I find it strange that if I run the model on the whole data there is no problem running it, however when I do a cross-validation (using the package's own validation function) a convergence error appears.
Any idea how I can solve this? The documentation suggested using a penalizer but I haven't found a value that lets me run the thing.
Here's my code if you're wondering:
# Gone right
cph = CoxPHFitter()
cph.fit(daten, "length_of_arrears2", event_col='cured2')
# Gone wrong
cph = CoxPHFitter(penalizer=10)
scores = k_fold_cross_validation(cph, daten, 'length_of_arrears2', event_col='cured2', k=5)
This is the error it outputs:
ConvergenceError: Convergence halted due to matrix inversion problems. Suspicion is high collinearity. Please see the following tips in the lifelines documentation: https://lifelines.readthedocs.io/en/latest/Examples.html#problems-with-convergence-in-the-cox-proportional-hazard-modelMatrix is singular.
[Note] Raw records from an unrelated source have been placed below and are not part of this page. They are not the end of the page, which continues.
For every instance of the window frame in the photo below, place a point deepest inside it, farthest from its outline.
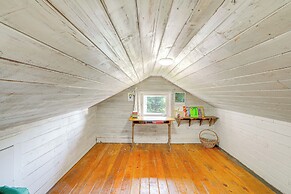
(142, 103)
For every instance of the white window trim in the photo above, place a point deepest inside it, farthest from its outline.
(168, 96)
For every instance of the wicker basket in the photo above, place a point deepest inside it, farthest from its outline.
(207, 142)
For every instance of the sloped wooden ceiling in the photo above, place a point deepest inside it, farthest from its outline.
(59, 56)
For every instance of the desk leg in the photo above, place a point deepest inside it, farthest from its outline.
(169, 136)
(132, 135)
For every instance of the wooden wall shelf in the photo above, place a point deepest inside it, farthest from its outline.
(210, 119)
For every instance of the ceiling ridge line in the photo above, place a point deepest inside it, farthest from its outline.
(119, 38)
(170, 70)
(204, 37)
(137, 18)
(242, 32)
(162, 38)
(195, 7)
(58, 51)
(117, 66)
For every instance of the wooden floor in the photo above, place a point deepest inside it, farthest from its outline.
(151, 168)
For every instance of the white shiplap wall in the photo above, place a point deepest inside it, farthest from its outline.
(45, 150)
(113, 114)
(262, 144)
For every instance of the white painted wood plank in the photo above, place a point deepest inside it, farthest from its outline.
(36, 53)
(236, 137)
(188, 54)
(228, 43)
(273, 48)
(153, 16)
(90, 19)
(181, 12)
(123, 15)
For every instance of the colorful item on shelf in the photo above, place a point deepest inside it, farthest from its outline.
(201, 113)
(134, 114)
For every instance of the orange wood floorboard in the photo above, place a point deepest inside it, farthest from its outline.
(151, 168)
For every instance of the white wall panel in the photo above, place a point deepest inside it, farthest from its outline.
(45, 150)
(262, 144)
(113, 114)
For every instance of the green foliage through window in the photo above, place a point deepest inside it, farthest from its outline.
(180, 97)
(155, 104)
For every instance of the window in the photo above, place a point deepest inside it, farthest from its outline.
(155, 104)
(180, 97)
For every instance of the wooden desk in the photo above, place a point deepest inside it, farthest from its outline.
(210, 119)
(154, 121)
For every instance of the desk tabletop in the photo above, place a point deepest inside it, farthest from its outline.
(152, 118)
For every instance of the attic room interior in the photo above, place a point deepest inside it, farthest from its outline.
(145, 96)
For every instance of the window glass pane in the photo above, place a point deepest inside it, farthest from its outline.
(155, 104)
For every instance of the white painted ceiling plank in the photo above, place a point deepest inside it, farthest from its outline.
(58, 33)
(123, 15)
(90, 18)
(272, 48)
(223, 12)
(153, 17)
(181, 12)
(274, 85)
(24, 73)
(266, 67)
(202, 12)
(233, 41)
(42, 56)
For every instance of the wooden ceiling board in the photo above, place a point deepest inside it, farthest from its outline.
(61, 56)
(229, 46)
(269, 49)
(153, 17)
(52, 30)
(92, 21)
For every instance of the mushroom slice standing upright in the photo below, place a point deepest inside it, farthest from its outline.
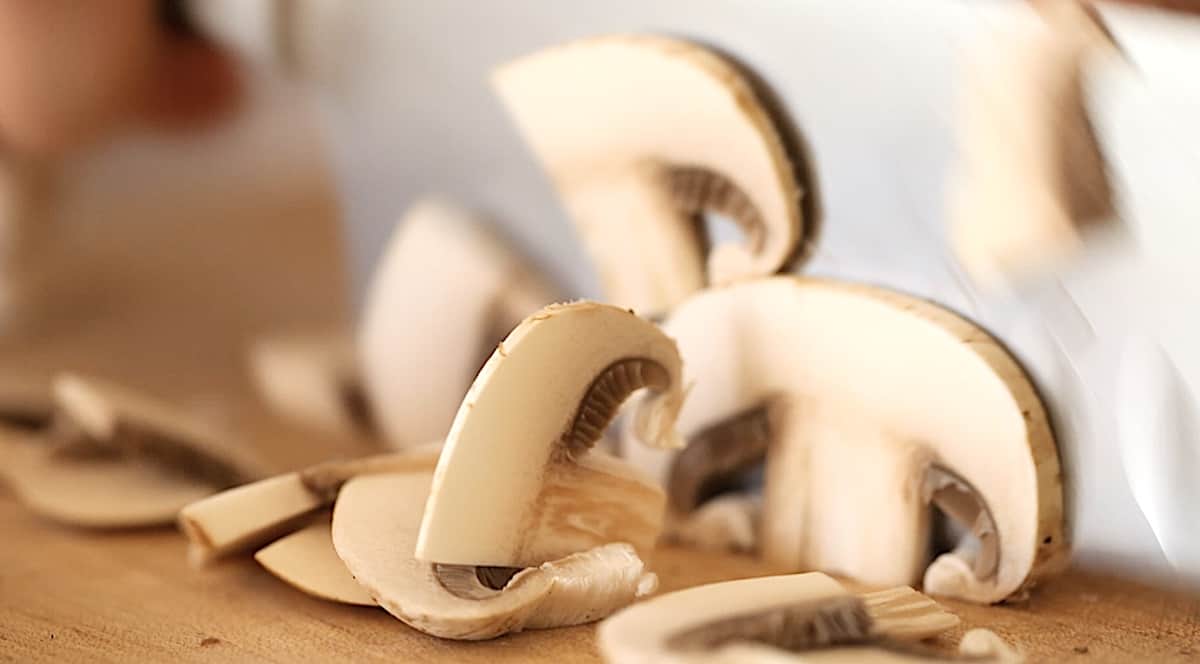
(443, 294)
(376, 524)
(882, 405)
(519, 465)
(643, 133)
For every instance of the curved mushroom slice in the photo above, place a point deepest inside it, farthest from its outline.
(313, 380)
(883, 405)
(1033, 178)
(306, 561)
(124, 420)
(797, 612)
(519, 453)
(415, 371)
(376, 522)
(253, 514)
(641, 135)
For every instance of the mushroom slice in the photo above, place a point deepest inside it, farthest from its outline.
(306, 560)
(427, 329)
(520, 453)
(793, 612)
(313, 380)
(253, 514)
(643, 133)
(1033, 178)
(882, 405)
(376, 524)
(136, 424)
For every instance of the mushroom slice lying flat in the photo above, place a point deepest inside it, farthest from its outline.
(882, 405)
(253, 514)
(520, 449)
(427, 329)
(643, 133)
(376, 522)
(799, 612)
(1033, 179)
(313, 380)
(306, 561)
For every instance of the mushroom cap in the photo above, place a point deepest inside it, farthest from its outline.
(415, 374)
(913, 371)
(597, 107)
(534, 410)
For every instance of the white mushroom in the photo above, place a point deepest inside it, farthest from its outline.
(376, 522)
(643, 133)
(882, 405)
(519, 456)
(768, 618)
(443, 294)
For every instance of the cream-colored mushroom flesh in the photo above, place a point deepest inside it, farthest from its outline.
(427, 329)
(641, 133)
(517, 461)
(798, 612)
(1033, 179)
(376, 522)
(886, 404)
(306, 560)
(137, 424)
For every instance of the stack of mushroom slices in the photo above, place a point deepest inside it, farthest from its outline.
(89, 453)
(521, 525)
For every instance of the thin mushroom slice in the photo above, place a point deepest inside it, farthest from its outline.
(520, 449)
(306, 561)
(883, 406)
(421, 340)
(136, 424)
(641, 135)
(313, 380)
(376, 522)
(797, 612)
(253, 514)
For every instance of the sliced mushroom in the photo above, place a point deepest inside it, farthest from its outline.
(306, 561)
(643, 133)
(885, 404)
(798, 612)
(136, 424)
(427, 329)
(313, 380)
(520, 449)
(251, 515)
(1033, 179)
(376, 524)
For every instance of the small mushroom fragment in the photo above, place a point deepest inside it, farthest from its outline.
(520, 449)
(253, 514)
(1033, 179)
(642, 135)
(313, 380)
(306, 560)
(423, 340)
(807, 614)
(883, 405)
(376, 524)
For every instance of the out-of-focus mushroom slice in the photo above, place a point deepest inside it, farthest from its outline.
(805, 614)
(643, 133)
(1033, 179)
(306, 561)
(253, 514)
(138, 425)
(520, 449)
(886, 404)
(313, 380)
(427, 329)
(376, 522)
I checked the correlation table and some variables are quite correlated but it's still a bit weird to me that it works on the full thing but not on the cross val.
Is there a good way to get rid of high correlation without removing a variable completely?
Edit:
I did a few more tests on it. First I removed all variables with more than 0.74 correlation, that did not work on the KFold approach.
Then, I manually split the data in 90/10, it worked, so I kept trying until 70/30, because 60/40 didn't work already. Any idea?